Pembangunan infrastruktur termasuk sarana dan prasarana merupakan salah satu indicator keberhasilan suatu daerah di Indonesia. Namun, banyak masalah juga yang akan timbul ketika sebuah daerah sudah semakin pesat pembangunannya. Semakin tidak jelasnya tata kota atas gedung-gedung tersebut merupakan salah satu contohnya. Di daerah perkotaan di kota Yogyakarta sudah mulai tidak ada tempat yang sederhana seperti zaman dahulu. Malah yang terlihat gedung-gedung tinggi yang seakan-akan berlomba melakukan pembangunan. Masalah lain yang timbul dari kepadatan kota Jogja adalah mengenai lalu lintas transportasi. Semakin banyak kendaraan pribadi yang memadati kota yang disebut sebagai daerah Istimewa ini. Karena Yogyakarta dikenal sebagai kota pelajar maka banyak pendatang baru yang ingin menuntut ilmu disini. Bayangkan saja mahasiswa baru yang berasal dari luar kota Jogja berapa jumlahnya.

Jika separuh dari jumlah mereka membawa kendaraan pribadinya, maka akan semakin menambah kesemrawutan kota ini. Padahal, pada dasarnya kita manusia adalah pejalan kaki, namun semakin sedikit sarana yang dapat diperoleh untuk pejalan kaki. Para pejalan kaki sudah kehilangan haknya sebagai pejalan kaki.
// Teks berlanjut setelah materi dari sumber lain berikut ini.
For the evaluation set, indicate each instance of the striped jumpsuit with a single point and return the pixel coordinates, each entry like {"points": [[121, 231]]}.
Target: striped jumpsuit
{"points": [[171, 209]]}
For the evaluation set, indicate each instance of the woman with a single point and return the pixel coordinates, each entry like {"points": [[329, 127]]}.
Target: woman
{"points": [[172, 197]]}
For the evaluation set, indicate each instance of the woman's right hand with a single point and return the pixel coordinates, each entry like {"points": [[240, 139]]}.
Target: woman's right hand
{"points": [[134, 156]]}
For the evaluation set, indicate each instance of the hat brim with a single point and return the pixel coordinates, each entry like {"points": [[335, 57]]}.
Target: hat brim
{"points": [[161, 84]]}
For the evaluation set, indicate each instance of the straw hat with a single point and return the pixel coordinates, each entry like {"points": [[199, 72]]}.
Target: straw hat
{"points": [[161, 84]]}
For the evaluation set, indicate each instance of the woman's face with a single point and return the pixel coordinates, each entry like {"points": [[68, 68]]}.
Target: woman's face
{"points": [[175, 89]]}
Selain masalah transportasi, pembagunan di kota Yogyakarta juga sudah mulai kehilangan unsur religio magisnya sebagai kota yang syarat akan adat dan budaya. Jika pada zaman dahulu, pembagunan sebuah gedung tidah boleh melebihi kemegahan Kraton Ngayogyakarto sekarang malah banyak gedung yang menjulang tinggi ke langit dan memadati setiap sudut kota. Para pengembang kurang memperhatikan kearifan local dan nilai-nilai luhur yang dijunjung masyarakat . Malahan pembangunan yang marak di Jogja sekarang hanyalah pembangunan pusat perbelanjaan seperti mall-mall besar dan hotel dengan masing-masing bintangnya. Para penguasa kiranya juga kurang memiliki ketegasan dalan menjunjung tinggi keluhuran dan kearifan local masyarakat yang pada dasarnya merupakan aspek penting dari keistimewaan itu sendiri.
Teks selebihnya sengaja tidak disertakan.